Modern football helmets emphasize “controlled deformation,” meaning that they crumple upon impact. Without deformation, shock is transmitted to the brain within three milliseconds, but when the helmet crumples, that same impact is spread over 15 milliseconds, decreasing the instantaneous acceleration by a fifth. Helmet material has changed, previously being made from a hard polycarbonate shell and foam padding to now having a flexible nylon elastomer shell. This shell is able to flex and then return the helmet to its original shape. Liners have advanced by using 3D-printing to improve compression. For example, Kollide, winner of NFL’s 2019 Helmet Challenge, manufactures a liner with 18 cylindrical pads containing thin cones inside each pad. When constricted, these cones “fold progressively from their tips, increasing resistance. While regular foam compresses by only up to 50%, these 3D-printed pads can compress by 80-90%, extending the impact duration and absorbing energy.”
Continuing to test helmet designs remains a focus for the Virginia Tech Helmet Lab, which has its own rating system. This process involves placing a helmet on a NOCSAE head and releasing a pendulum with a 15.5 kg bob that hits the helmet. This is repeated to hit the helmet in four spots at three impact speeds of up to 6.4 meters per second. Concussion risk is calculated by recording the accelerations to the head and is scaled to estimate how many concussive blows a player wearing that helmet would endure in a season. These estimates are used to assign scores, with 0 to 10 concussive blows earning a five-star rating.

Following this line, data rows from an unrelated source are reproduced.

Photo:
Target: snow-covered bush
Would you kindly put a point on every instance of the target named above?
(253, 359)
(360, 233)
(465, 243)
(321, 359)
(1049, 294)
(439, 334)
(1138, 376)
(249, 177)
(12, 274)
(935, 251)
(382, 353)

Biocore, a research institute funded by the NFL, has its own testing program that uses “video from the between 30 and 60 cameras that watch every NFL game and readings from radio tags that track each player’s location and speed.” Researchers use this data and computer modeling to “deduce the linear and angular accelerations that each head blow generates,” and researchers “even catapulted dummies outfitted with accelerometers into each other and filmed the collisions ” to study impacts in a game. These hits are then replicated in a manner similar to Virginia Tech researchers, but with harder strikes at higher speeds of up to 9.3 meters per second. Biocore’s testing protocol is public for helmet manufacturers to use as a guide.
The research of these institutions has had an impact. Since the NFL’s 2019 Helmet Challenge, the league has been banning helmets that perform poorly based on these tests, highlighting the importance of safety technologies to the league. To make the cut, the four helmet makers—LIGHT, Riddell, Schlutt Sports, and VICS—have been implementing changes in response to these tests.
As the NFL continues to challenge innovators to improve helmet safety, there continues to be an emphasis on data-driven design.